Strange cfexecd/cfagent interaction

From: David J. Bianco
Subject: Strange cfexecd/cfagent interaction
Date: 20 Aug 2002 12:07:02 -0400

I've noticed on about 7 of my machines (out of about 150), cfexecd
seems like it can't run the cfagent process when it starts up.  Here's
what I see in my syslog:

Aug 20 11:01:53 xxx.jlab.org cfexecd[26729]:  cfengine defines no system
administrator address
Aug 20 11:01:53 xxx.jlab.org cfexecd[26729]:  Need: sysadm = ( address@hidden )
in control 

Now, I use the same config files on each of my hosts, and the same
binaries too, architecture permitting.  None of my other hosts complain
and a manual check of the cfagent.conf file shows that I do define
my email address there properly.  I even get tons of reports emailed to
me from the other machines, but not these malfunctioning 7.

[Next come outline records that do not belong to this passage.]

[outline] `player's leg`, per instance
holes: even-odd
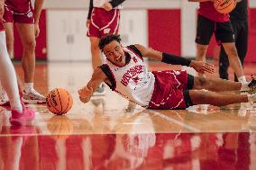
[[[235,47],[237,49],[238,56],[242,66],[246,57],[248,48],[248,22],[233,22],[235,33]],[[235,76],[235,81],[237,77]]]
[[[5,31],[0,31],[0,81],[10,100],[10,121],[22,125],[34,118],[34,112],[27,109],[21,102],[15,71],[7,53]]]
[[[5,22],[5,35],[6,35],[6,46],[8,54],[11,58],[14,58],[14,23]]]
[[[45,97],[33,88],[36,46],[34,24],[15,23],[15,25],[23,47],[22,64],[24,71],[24,91],[23,100],[31,103],[44,103]]]
[[[205,61],[206,54],[208,49],[210,39],[215,31],[215,22],[203,17],[202,15],[197,15],[197,57],[196,60]]]
[[[229,61],[225,51],[221,46],[220,55],[219,55],[219,76],[222,79],[228,80],[228,67]]]
[[[243,69],[238,57],[234,43],[234,32],[231,22],[217,22],[215,31],[216,40],[221,42],[228,56],[230,66],[240,82],[246,82]]]

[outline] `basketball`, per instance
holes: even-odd
[[[66,139],[73,132],[72,121],[65,115],[52,116],[47,123],[47,129],[55,139]]]
[[[61,115],[71,109],[73,98],[67,90],[55,88],[47,94],[46,104],[50,112]]]
[[[235,8],[236,3],[235,0],[215,0],[214,4],[220,13],[229,13]]]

On the machines that malfunction, an strace of cfexecd when it starts
up shows the following excerpt:

[pid   997] close(0)                    = 0
[pid   997] getpid()                    = 997
[pid   997] rt_sigaction(SIGRT_0, {SIG_DFL}, NULL, 8) = 0
[pid   997] rt_sigaction(SIGRT_1, {SIG_DFL}, NULL, 8) = 0
[pid   997] rt_sigaction(SIGRT_2, {SIG_DFL}, NULL, 8) = 0
[pid   997] execve("/var/cfengine/sbin/cfagent",
["/var/cfengine/sbin/cfagent", "-z"], [/* 57 vars */]) = 0
[pid   997] fcntl(0, F_GETFD)           = -1 EBADF (Bad file descriptor)
[pid   997] --- SIGSEGV (Segmentation fault) ---
<... read resumed> "", 4096)            = 0
--- SIGCHLD (Child exited) ---

Translation: cfexecd tried to exec cfagent -z.  Cfagent started, but
before main() was invoked the process initialization routine tried 
to see if stdin should be preserved across the exec.  Stdin was already
closed, though, so fcntl() segfaulted before cfagent really had a chance
to run.  

I traced this down to one line in cfpopen.c which seemed to be the 
trigger for this behavior, line 89:

if (pid == 0)
    switch (*type)
       case 'r':

           close(pd[0]);        /* Don't need output from parent */

           if (pd[1] != 1)
              dup2(pd[1],1);    /* Attach pp=pd[1] to our stdout */
              dup2(pd[1],2);    /* Merge stdout/stderr */


This is the line that actually closes stdin for the newly created
child process.  If I comment it out, cfagent runs beautifully.
If I leave it in, it bombs when cfexecd starts up.  

Now, I would argue that this is probably a bug in fcntl, since it
should do some sort of error checking and return a -1 with errno
set, rather than just segfaulting.  Still, this code has been failing
on more than one OS.  The 7 machines it has trouble on are a mixture
of HP-UX, Linux and Solaris. 

Has anyone else seen this?  What would the implications be of *not*
closing the child's stdin before execing cfagent?  My brief analysis
leads me to believe that it would be pretty safe, but I haven't looked
into every call to cfpopen() in all parts of the code.  

Anyway, I'm not sure what the final fix for this is, but it seems 
that keeping stdin open might be a good one.


David J. Bianco, GSEC           <address@hidden>
Thomas Jefferson National Accelerator Facility

     The views expressed herein are solely those of the author and
            not those of SURA/Jefferson Lab or the US DOE.